Apache Hudi on AWS Glue: A Step-by-Step Guide

8 min readAug 3, 2023

Introduction

As data volumes grow exponentially, organizations seek efficient ways to manage and analyze their data lakes. Apache Hudi (Hadoop Upserts Deletes and Incrementals) has emerged as a powerful solution to simplify incremental data processing and enable real-time analytics on large datasets. This article explores how to set up Apache Hudi on AWS Glue, a fully managed extract, transform, load (ETL) service, to streamline your data lake management and enhance data processing capabilities.

Prerequisites

AWS account: Ensure that you have an active AWS account with appropriate permissions to access and create AWS Glue resources.
S3 Bucket: Create an S3 bucket where your data will be stored. Take note of the bucket name and region.
AWS Glue Interactive Notebook: Set up an AWS Glue interactive notebook in your preferred AWS region.
Amazon Athena: Amazon Athena is an interactive query service that allows you to analyze hudi table data directly in S3 using standard SQL. Ensure you have access to Amazon Athena in the same AWS region as your data.
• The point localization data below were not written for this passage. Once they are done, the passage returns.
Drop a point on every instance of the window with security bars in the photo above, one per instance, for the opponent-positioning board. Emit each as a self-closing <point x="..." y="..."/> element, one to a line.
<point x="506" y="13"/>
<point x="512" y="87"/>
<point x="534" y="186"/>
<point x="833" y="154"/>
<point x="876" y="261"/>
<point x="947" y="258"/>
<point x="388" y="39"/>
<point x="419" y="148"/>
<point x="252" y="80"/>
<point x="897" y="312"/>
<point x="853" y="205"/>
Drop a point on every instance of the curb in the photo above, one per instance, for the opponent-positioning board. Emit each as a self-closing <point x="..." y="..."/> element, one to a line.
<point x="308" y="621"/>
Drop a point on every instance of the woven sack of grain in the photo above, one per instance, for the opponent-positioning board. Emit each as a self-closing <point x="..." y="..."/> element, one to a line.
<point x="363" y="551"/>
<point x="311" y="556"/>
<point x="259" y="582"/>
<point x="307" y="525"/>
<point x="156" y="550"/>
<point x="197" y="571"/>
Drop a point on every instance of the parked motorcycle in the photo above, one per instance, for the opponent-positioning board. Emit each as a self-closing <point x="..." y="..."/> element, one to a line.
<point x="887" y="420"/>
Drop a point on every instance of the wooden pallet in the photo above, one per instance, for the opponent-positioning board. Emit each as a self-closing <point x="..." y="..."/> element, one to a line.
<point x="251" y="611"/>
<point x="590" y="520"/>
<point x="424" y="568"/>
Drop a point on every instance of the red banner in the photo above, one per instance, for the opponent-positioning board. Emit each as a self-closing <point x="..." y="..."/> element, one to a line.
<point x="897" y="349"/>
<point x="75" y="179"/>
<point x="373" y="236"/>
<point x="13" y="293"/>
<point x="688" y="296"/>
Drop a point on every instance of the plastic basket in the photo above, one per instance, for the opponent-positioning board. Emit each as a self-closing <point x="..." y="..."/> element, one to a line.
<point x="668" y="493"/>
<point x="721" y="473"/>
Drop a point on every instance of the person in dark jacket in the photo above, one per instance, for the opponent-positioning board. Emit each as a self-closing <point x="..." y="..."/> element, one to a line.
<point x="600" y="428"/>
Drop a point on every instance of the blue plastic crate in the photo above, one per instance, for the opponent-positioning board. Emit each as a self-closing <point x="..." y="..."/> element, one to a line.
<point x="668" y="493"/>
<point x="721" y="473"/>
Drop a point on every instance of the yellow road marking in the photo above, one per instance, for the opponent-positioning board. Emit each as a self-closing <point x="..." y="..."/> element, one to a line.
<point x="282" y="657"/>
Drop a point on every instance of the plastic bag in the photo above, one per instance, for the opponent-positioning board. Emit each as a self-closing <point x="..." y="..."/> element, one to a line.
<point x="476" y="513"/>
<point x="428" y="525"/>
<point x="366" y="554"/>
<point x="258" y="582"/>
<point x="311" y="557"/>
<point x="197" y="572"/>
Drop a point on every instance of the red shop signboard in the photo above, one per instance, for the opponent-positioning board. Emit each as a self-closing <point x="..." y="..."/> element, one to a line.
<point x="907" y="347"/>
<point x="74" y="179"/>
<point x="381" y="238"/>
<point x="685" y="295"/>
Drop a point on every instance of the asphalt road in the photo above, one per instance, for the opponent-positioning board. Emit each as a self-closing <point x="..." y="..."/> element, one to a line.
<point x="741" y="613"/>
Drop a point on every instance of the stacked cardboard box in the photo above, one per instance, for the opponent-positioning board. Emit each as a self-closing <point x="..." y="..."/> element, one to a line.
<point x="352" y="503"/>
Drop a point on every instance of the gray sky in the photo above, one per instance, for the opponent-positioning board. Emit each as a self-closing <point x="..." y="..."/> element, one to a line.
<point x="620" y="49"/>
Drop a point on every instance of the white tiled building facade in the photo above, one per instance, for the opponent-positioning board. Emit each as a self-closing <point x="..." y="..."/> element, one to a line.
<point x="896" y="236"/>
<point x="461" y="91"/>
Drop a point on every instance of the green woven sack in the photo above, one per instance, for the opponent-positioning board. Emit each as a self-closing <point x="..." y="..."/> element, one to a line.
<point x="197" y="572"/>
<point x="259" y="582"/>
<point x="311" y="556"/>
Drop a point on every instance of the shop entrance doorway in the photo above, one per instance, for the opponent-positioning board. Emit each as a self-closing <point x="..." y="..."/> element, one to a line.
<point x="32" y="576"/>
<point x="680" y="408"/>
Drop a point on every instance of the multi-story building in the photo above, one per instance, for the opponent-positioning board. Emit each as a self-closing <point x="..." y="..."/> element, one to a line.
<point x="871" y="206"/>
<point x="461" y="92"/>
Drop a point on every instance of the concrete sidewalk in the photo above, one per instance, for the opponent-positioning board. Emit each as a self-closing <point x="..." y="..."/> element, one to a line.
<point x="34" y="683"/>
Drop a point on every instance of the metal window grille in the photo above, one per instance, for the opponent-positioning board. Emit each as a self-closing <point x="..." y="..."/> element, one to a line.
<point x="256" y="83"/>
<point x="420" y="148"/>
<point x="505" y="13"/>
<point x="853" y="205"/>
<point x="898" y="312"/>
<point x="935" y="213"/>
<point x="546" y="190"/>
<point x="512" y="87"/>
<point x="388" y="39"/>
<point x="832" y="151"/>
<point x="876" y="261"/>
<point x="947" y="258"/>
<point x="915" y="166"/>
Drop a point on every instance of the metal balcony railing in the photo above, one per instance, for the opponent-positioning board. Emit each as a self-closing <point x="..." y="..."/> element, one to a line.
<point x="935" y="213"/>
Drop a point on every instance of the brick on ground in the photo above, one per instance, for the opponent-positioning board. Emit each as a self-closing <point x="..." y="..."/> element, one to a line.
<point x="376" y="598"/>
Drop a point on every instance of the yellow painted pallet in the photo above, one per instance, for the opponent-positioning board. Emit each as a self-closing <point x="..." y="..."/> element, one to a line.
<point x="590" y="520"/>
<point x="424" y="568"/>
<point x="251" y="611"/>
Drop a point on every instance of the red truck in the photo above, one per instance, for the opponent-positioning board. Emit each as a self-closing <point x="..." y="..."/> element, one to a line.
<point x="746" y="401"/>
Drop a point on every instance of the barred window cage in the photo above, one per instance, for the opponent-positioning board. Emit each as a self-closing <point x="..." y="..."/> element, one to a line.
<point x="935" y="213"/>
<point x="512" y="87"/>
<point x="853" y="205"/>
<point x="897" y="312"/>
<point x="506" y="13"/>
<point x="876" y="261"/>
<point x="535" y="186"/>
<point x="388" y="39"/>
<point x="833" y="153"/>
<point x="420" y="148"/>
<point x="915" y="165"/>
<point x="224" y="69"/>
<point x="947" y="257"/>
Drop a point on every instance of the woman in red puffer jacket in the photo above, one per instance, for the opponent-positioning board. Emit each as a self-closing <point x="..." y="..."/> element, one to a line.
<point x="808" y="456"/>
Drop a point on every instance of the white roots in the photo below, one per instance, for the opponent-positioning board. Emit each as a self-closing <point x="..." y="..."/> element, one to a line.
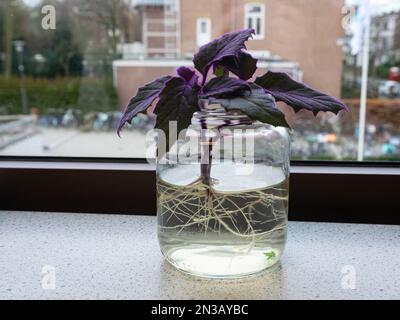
<point x="249" y="215"/>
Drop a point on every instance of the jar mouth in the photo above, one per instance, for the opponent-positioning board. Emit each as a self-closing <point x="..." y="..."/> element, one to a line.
<point x="215" y="116"/>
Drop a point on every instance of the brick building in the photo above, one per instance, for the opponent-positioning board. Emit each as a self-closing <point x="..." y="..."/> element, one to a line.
<point x="302" y="33"/>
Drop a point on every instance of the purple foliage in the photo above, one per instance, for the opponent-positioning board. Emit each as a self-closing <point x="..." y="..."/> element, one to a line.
<point x="180" y="96"/>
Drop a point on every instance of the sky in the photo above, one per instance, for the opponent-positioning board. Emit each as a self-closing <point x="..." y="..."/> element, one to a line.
<point x="379" y="6"/>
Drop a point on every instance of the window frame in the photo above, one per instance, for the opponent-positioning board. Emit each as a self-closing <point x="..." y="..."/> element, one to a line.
<point x="319" y="191"/>
<point x="199" y="21"/>
<point x="261" y="15"/>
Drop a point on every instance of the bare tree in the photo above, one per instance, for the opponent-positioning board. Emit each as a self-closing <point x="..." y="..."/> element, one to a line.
<point x="8" y="35"/>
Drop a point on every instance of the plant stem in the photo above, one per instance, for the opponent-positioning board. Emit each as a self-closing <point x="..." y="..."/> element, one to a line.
<point x="205" y="165"/>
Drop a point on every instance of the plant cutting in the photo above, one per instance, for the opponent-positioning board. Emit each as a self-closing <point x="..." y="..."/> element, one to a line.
<point x="215" y="217"/>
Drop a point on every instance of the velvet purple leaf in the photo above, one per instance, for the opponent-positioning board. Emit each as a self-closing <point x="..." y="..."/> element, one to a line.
<point x="223" y="86"/>
<point x="188" y="74"/>
<point x="143" y="99"/>
<point x="298" y="95"/>
<point x="257" y="104"/>
<point x="227" y="51"/>
<point x="177" y="103"/>
<point x="243" y="65"/>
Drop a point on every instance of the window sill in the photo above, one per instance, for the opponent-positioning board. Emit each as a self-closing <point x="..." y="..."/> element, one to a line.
<point x="117" y="257"/>
<point x="344" y="192"/>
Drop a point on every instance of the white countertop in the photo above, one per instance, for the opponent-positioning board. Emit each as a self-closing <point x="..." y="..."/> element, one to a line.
<point x="83" y="256"/>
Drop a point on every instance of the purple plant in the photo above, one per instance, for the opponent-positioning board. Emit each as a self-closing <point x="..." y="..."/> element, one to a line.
<point x="180" y="96"/>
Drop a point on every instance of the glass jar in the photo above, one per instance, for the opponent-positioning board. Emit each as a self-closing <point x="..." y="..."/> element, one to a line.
<point x="222" y="196"/>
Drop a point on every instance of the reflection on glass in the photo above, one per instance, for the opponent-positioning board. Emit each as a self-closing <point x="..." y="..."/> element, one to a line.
<point x="64" y="83"/>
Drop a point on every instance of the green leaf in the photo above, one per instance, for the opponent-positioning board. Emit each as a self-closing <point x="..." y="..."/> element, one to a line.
<point x="257" y="104"/>
<point x="177" y="103"/>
— Note: For this demo we are going to use Glue 3.0 — which supports spark 3.1, Scala 2, Python 3.

Process flow diagram of Apache Hudi in AWS

Now it’s time to get some code-level hands-on AWS Glue Notebook …………

%etl
%session_id_prefix native-hudi-sql-
%glue_version 3.0
%idle_timeout 60
%worker_type G.2X
%number_of_workers 20
%connections demo_mesh_db
%%configure 
{
    "--conf": "spark.serializer=org.apache.spark.serializer.KryoSerializer --conf spark.sql.hive.convertMetastoreParquet=false --conf spark.sql.extensions=org.apache.spark.sql.hudi.HoodieSparkSessionExtension",
    "--datalake-formats": "hudi",
    "--enable-metrics": "true",
    "--enable-spark-ui": "true",
    "--enable-job-insights": "true",
    "--enable-glue-datacatalog": "true",
    "--enable-continuous-cloudwatch-log": "true",
    "--job-bookmark-option": "job-bookmark-disable",
    "--spark.dynamicAllocation.enabled":"true"
}

The given configuration is a configuration file for running ETL (Extract, Transform, Load) jobs using Apache Spark on AWS Glue version 3.0. Let’s break down the config step by step:

%etl: This is a magic command used in some notebook environments to indicate that the following configuration is meant for an ETL job.
%session_id_prefix native-hudi-sql-: This specifies the prefix for the session ID used in the job. The session ID is a unique identifier for the Glue ETL job.
%glue_version 3.0: Specifies the version of AWS Glue to be used (in this case, version 3.0).
%idle_timeout 60: Sets the idle timeout in seconds for the Glue ETL job. If there is no activity for the specified time (in this case, 60 seconds), the job may terminate.
%worker_type G.2X: Specifies the worker type for the Glue ETL job. In this case, it's set to G.2X, which corresponds to a specific instance type with a certain amount of resources.
%number_of_workers 20: Sets the number of worker nodes for the Glue ETL job. The job will run with 20 worker nodes.
%connections demo_mesh_db: This specifies the connection name for the data source or data destination. The Glue job will use the specified connection to access the data.
%%configure: This is a special command to configure the Spark environment for the Glue ETL job. The configuration options are provided in JSON format.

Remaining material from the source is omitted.